The second advantage of using interfaces is the flexibility they provide. This advantage is accrued even on a single-coder project. Because the various functional units in the program are written to interfaces and not to concrete classes or implementations, the details of the implementation can be varied without the client code having to change. This is the impetus behind the "encapsulate what varies" principle. It is impossible to predict when the need will arise to change a portion of the code. The more you use interfaces, the more easily the program will be modified. This is especially helpful if the variation turns out to be an addition instead of a replacement. Changing one image encoder for another can be done by changing the implementation of a concrete class, CJpegEncoder. Clients don't need to know anything changed. However, if client code is creating the image encoder class directly and statically linking to its functions, adding a second option for image encoding becomes hard. Each place where the client creates and interacts with the encoder needs to be modified. If, instead, the client code only uses IImageEncoder, the code doesn't need to care if it is interacting with CJpegEncoder or CPngEncoder. It makes the same calls.

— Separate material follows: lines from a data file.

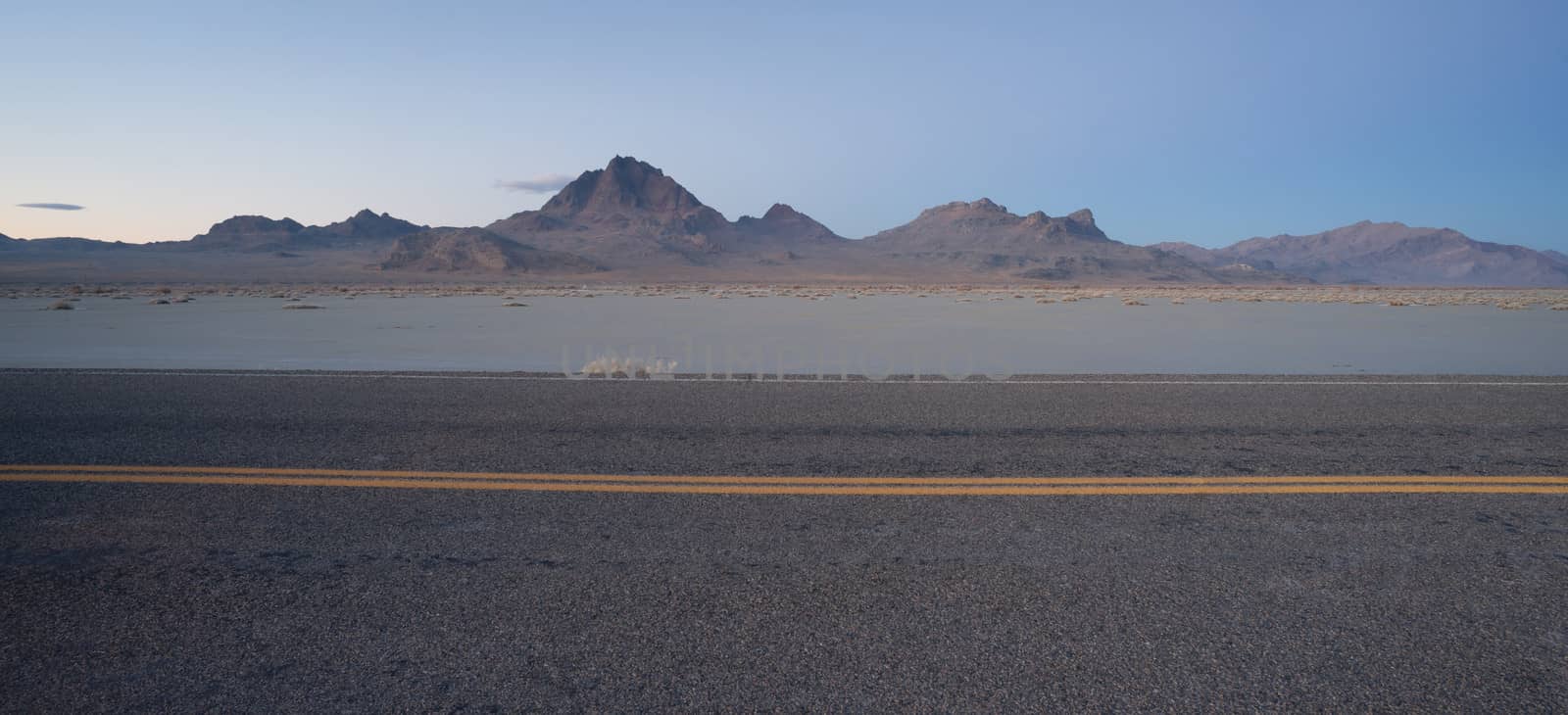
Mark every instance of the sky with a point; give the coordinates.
(1200, 121)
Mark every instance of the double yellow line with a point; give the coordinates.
(861, 487)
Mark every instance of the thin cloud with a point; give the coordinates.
(540, 184)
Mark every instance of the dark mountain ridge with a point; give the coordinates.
(1388, 253)
(639, 223)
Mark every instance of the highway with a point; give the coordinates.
(270, 542)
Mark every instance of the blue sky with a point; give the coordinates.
(1203, 121)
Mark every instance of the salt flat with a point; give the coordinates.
(858, 333)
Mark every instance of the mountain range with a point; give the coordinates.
(631, 221)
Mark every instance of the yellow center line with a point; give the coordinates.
(922, 482)
(841, 487)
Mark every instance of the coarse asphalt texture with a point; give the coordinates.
(133, 596)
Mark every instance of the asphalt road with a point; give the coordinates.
(174, 596)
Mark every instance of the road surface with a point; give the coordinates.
(480, 543)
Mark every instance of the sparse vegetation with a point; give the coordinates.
(612, 365)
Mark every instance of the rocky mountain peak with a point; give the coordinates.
(783, 212)
(624, 185)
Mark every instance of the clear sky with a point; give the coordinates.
(1203, 121)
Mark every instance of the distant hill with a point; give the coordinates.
(477, 251)
(1388, 253)
(987, 237)
(631, 221)
(266, 234)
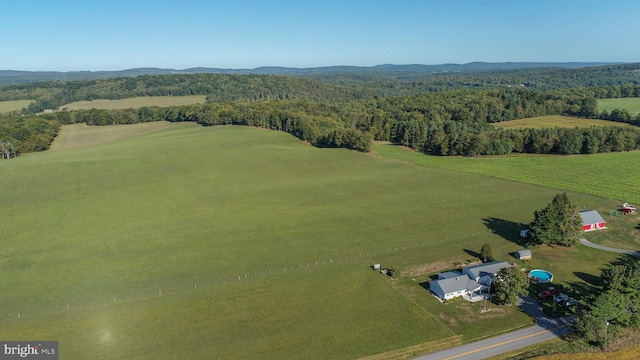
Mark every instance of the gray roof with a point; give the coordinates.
(449, 274)
(487, 269)
(462, 282)
(590, 217)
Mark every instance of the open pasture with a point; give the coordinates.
(13, 105)
(632, 105)
(80, 135)
(135, 102)
(232, 242)
(540, 122)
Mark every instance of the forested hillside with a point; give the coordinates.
(444, 115)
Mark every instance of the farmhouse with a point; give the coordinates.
(450, 288)
(484, 273)
(470, 283)
(523, 254)
(591, 220)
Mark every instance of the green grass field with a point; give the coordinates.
(79, 135)
(632, 105)
(233, 242)
(554, 121)
(136, 102)
(13, 105)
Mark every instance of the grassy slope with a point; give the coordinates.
(136, 102)
(632, 105)
(555, 121)
(184, 206)
(80, 135)
(14, 105)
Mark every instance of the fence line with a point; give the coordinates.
(190, 285)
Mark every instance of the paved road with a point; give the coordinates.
(499, 344)
(606, 248)
(545, 329)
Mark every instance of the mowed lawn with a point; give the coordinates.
(136, 102)
(632, 105)
(554, 121)
(14, 105)
(232, 242)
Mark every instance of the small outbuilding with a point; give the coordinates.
(523, 254)
(591, 220)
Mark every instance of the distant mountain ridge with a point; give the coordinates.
(17, 77)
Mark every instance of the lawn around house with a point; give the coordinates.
(247, 243)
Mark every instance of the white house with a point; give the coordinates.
(471, 282)
(523, 254)
(484, 273)
(591, 220)
(450, 288)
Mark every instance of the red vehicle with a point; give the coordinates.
(549, 293)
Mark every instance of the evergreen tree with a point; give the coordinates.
(558, 223)
(486, 253)
(510, 283)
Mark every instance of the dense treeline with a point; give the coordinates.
(458, 123)
(24, 134)
(406, 83)
(318, 123)
(615, 307)
(603, 82)
(452, 122)
(217, 88)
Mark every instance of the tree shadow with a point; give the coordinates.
(507, 229)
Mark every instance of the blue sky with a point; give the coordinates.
(66, 35)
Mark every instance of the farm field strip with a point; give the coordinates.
(80, 135)
(167, 221)
(13, 105)
(555, 121)
(135, 102)
(632, 105)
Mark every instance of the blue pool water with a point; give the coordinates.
(541, 276)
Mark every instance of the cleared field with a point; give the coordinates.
(231, 242)
(555, 121)
(14, 105)
(136, 102)
(79, 135)
(632, 105)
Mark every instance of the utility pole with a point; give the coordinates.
(606, 324)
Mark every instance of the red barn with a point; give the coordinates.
(591, 220)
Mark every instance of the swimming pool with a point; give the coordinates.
(541, 276)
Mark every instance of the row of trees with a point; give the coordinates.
(615, 307)
(597, 82)
(20, 134)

Another example. We have tests dating back to the time I began at Microsoft 10 years ago. A few years back a new testing system was rolled out across the team and our tests needed to conform to it. The primary thing that needed to change was the logging. Prior to this testing system, logging was a haphazard affair. Logs were consumed by humans so as long as the text clearly delineated a pass and a failure, everything was fine. The new system had a centralized reporting system including an automated log-parsing system. This required revamping the way each of our tests logged.

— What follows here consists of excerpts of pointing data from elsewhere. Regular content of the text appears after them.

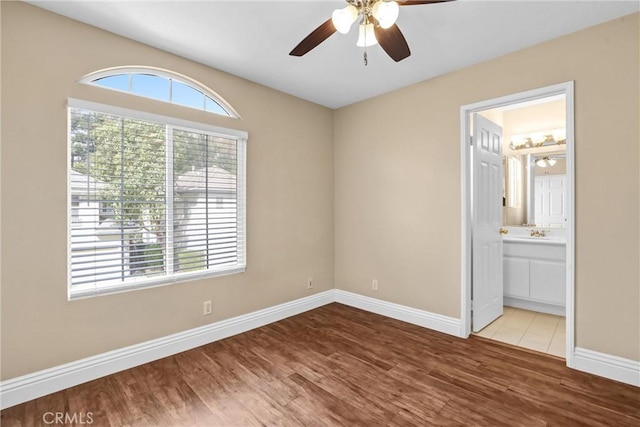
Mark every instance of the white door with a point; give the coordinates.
(486, 222)
(551, 194)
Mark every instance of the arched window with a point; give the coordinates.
(163, 85)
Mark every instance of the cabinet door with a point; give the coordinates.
(548, 281)
(516, 277)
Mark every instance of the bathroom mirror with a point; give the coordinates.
(534, 189)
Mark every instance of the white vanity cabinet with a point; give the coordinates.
(535, 275)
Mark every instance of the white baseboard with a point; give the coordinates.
(31, 386)
(437, 322)
(606, 365)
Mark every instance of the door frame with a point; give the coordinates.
(567, 89)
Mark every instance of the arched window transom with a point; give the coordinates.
(162, 85)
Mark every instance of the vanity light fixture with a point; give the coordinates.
(538, 139)
(543, 162)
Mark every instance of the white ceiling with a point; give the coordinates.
(252, 39)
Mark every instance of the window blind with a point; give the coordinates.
(151, 202)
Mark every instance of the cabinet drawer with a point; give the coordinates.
(548, 281)
(516, 277)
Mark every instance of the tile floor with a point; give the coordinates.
(535, 331)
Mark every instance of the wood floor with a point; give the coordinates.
(337, 365)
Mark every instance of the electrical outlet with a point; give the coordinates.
(207, 308)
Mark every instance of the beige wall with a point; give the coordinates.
(290, 197)
(397, 183)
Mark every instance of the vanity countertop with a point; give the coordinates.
(557, 240)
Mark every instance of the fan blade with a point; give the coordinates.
(316, 37)
(393, 42)
(418, 2)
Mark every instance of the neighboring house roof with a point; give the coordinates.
(84, 184)
(216, 178)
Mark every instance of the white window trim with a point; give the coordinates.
(79, 292)
(140, 69)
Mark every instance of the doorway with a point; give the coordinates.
(467, 283)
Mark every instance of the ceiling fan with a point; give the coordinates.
(377, 26)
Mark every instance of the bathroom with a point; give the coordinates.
(534, 218)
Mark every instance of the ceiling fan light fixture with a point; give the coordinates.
(386, 12)
(366, 36)
(343, 18)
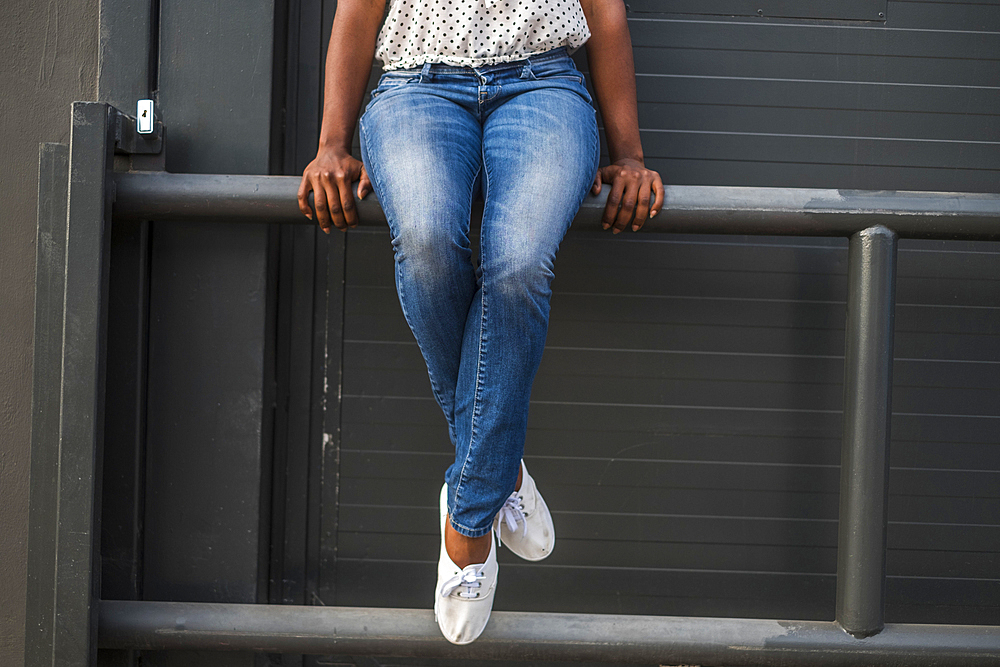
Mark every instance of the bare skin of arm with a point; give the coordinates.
(612, 72)
(349, 59)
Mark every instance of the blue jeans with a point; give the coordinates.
(524, 136)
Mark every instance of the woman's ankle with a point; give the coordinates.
(464, 551)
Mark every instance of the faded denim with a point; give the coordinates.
(523, 136)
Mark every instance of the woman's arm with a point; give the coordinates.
(609, 54)
(348, 63)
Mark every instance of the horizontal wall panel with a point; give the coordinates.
(844, 10)
(808, 171)
(782, 120)
(940, 105)
(980, 48)
(946, 15)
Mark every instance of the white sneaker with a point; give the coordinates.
(463, 598)
(524, 523)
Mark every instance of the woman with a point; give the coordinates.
(480, 97)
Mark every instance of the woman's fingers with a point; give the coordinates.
(614, 200)
(305, 187)
(660, 193)
(636, 194)
(348, 209)
(364, 184)
(630, 195)
(644, 198)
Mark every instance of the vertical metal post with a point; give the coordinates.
(81, 418)
(43, 518)
(864, 468)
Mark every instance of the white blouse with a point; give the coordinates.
(473, 33)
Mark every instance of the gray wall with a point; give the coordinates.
(49, 51)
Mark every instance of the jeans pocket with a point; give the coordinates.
(395, 79)
(556, 69)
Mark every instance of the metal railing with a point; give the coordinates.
(61, 580)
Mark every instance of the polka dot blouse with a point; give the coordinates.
(473, 33)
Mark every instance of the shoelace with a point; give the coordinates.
(469, 578)
(511, 513)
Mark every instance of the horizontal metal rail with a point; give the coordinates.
(537, 636)
(689, 208)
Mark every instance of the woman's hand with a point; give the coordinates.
(636, 193)
(329, 178)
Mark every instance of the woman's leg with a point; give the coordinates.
(540, 152)
(422, 153)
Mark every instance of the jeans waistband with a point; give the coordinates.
(442, 68)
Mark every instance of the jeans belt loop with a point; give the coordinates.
(526, 72)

We had 3 main classes of tests. There was one class which used a common test harness. This harness could take dlls containing a logger. The interface to the dll was standardized. With one new dll we were able to convert a whole class of applications. No code in the test applications needed to be modified. The second class did their own logging, but each contained a function, Log(string), that did the logging. Each of these applications had to be touched, but the modifications were simple. The Log function was replaced by one that called into the new logging system. The modifications were quick. The third class of tests was the minority of our tests, but these were written without any concept of interfaces. Each did logging in its own way and usually by passing around a file handle which the various test functions used fprintf to log to. This worked fine, at the time, but the implementation was tightly bound to the client code. Each line that logged had to be modified. This took months. The moral of the story: Use interfaces. Even where you don't need them yet.

Friday, January 18, 2008

Prefer Loose Coupling

This is the 3rd post in the Design Principles to Live By series.

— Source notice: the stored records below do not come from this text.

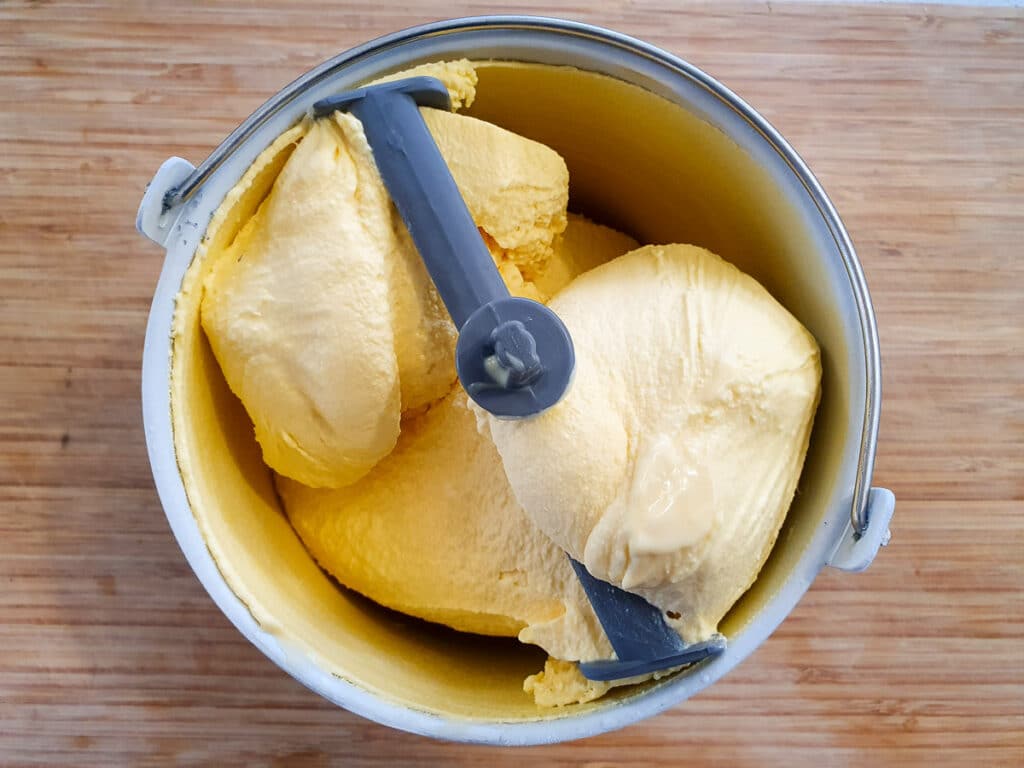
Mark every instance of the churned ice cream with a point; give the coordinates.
(668, 469)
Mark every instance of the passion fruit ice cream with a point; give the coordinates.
(668, 469)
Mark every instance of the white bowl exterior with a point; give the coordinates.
(543, 41)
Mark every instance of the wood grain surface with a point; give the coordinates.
(111, 653)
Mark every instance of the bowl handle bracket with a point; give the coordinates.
(855, 553)
(155, 219)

Coupling is the degree to which software components depend on each other. Tight coupling is a high degree of dependence. In practical terms, it means one component needs intimate knowledge of how another works in order to successfully interact with it. As much as possible, tight coupling should be avoided. Tight coupling has many negative consequences. It can make testing difficult, increase complexity and limit re-use. Code which is loosely coupled is code which does not need to understand the details of the other components in the system. Interaction should be through well-defined interfaces and semantics.

When one component is heavily reliant upon another, it cannot be tested except in combination with the other. Testing become a much more complex task. Not only does this make life difficult for the test team, but it deters the use of unit tests. Tight coupling can also reduce the testable surface. If ComponentA explicitly creates and then utilizes ComponentB and may even rely on side effects of ComponentB, that seam cannot be tested. ComponentB cannot be replaced which means any interaction with it cannot be tested. Less testing means less confidence in the product and ultimately a resistance to change later.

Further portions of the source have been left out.